🤖 AI Summary
Existing neural image compression methods struggle to achieve a practical, operable trade-off among rate, distortion, and perceptual quality (RDP), primarily due to the overhead of introducing shared randomness at the decoder. This work proposes a diffusion-based single-bitstream framework that, at a fixed bitrate, guides the denoising process through dual constraints of distortion and idempotency, while employing consistent noise injection to realize shared randomness at zero additional bitrate cost. For the first time, this approach enables a single model to traverse the full RDP frontier. The method is compatible with CNNs, Transformers, and hybrid architectures, and experiments on CelebA-HQ, CLIC2020, and ImageNet-1K demonstrate that DCIC_RDP outperforms all perception-oriented codecs in BD-PSNR, while DCIC_RP matches specialized perceptual methods in BD-FID.
📝 Abstract
The rate-distortion-perception (RDP) trade-off extends classical rate--distortion theory by imposing a distributional constraint on reconstructions, providing a unified framework for neural image compression that jointly governs fidelity and perceptual realism. While prior work achieves near-optimal rate--perception trade-offs, practical frameworks explicitly realizing the full RDP surface remain scarce, primarily due to the difficulty of introducing common randomness at the decoder. We propose DCIC (Dual-Constrained Diffusion Image Compression), which integrates a learned codec with a diffusion-based decoder governed by joint distortion and idempotence constraints. The distortion constraint bounds reconstruction fidelity relative to the base codec output; the idempotence constraint -- requiring that re-encoding the restored image recovers the base codec reconstruction -- serves as a tractable surrogate for the distributional perception requirement. Together, they steer the reverse denoising process via iterative optimization with consistent noise injection, realizing common randomness without additional rate overhead. At fixed rate, dual attenuation factors $(K_D, K_P)$ jointly navigate the Pareto frontier of the distortion-perception plane, enabling continuously adjustable fidelity-realism trade-offs from a single bitstream.

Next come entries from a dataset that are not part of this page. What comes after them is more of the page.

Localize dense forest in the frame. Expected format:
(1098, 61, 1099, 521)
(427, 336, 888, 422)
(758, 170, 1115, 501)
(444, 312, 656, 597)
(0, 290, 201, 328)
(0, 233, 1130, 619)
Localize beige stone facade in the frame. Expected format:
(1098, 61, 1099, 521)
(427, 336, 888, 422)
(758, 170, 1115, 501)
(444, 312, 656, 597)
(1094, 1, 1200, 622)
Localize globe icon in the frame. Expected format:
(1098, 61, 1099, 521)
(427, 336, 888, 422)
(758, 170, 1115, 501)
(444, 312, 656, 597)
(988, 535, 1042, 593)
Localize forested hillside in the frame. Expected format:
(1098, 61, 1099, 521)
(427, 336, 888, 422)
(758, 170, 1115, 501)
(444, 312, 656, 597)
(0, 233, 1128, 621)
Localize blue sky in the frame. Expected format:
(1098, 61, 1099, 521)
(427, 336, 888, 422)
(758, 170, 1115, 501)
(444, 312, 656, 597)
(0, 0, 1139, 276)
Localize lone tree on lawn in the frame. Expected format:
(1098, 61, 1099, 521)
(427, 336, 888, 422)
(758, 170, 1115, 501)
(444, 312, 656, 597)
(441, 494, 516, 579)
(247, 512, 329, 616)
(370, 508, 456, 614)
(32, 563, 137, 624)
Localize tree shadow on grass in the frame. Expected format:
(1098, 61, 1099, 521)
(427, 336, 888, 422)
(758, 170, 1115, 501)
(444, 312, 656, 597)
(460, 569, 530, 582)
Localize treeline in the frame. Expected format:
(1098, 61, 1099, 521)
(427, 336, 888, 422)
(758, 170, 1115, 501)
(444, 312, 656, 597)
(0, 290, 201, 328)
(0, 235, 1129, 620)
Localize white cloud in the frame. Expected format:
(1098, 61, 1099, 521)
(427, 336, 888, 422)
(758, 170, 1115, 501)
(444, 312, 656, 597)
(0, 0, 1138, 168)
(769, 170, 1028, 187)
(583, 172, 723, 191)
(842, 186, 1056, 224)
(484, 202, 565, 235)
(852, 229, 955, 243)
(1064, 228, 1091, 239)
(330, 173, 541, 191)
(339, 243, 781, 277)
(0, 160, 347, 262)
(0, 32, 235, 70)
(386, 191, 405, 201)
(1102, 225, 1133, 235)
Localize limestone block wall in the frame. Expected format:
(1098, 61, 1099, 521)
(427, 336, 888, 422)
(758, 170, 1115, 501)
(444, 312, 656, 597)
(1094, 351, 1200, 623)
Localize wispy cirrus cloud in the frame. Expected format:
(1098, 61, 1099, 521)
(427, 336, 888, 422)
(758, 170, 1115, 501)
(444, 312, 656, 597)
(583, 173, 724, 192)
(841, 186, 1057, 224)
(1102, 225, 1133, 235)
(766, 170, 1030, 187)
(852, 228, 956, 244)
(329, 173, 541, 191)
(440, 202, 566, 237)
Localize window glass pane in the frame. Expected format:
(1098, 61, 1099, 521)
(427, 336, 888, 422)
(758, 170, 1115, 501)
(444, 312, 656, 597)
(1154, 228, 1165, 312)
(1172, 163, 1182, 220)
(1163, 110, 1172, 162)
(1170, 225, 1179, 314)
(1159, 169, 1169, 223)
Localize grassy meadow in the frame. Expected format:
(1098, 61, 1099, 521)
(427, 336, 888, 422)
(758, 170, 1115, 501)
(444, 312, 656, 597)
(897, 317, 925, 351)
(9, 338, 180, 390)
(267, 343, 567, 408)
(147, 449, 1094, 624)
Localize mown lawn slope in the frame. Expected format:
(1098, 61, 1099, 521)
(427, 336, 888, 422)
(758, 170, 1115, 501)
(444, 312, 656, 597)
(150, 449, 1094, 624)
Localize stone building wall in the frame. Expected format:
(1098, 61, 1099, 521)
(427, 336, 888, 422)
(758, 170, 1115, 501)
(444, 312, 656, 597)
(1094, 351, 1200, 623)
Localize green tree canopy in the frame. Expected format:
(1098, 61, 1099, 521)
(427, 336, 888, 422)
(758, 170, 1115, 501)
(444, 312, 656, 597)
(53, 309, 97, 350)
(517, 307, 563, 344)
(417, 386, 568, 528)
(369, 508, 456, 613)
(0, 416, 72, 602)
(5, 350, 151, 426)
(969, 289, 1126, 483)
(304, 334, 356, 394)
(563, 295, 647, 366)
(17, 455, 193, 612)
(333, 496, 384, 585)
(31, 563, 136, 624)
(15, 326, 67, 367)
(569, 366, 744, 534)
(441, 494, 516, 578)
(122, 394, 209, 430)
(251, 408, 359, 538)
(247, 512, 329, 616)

DCIC$_{RD}$ ($K_P{=}0$) and DCIC$_{RP}$ ($K_D{=}0$) arise as boundary curves, with DCIC$_{RDP}$ ($K_D = K_P=1$) realizing the optimal interior operating point. Experiments on CelebA-HQ, CLIC2020, and ImageNet-1K across CNN, Transformer, and hybrid architectures confirm that DCIC$_{RDP}$ achieves superior BD-PSNR over all perceptual codecs, while DCIC$_{RP}$ matches dedicated perception-oriented methods in BD-FID, validating the practical value of full RDP surface navigation.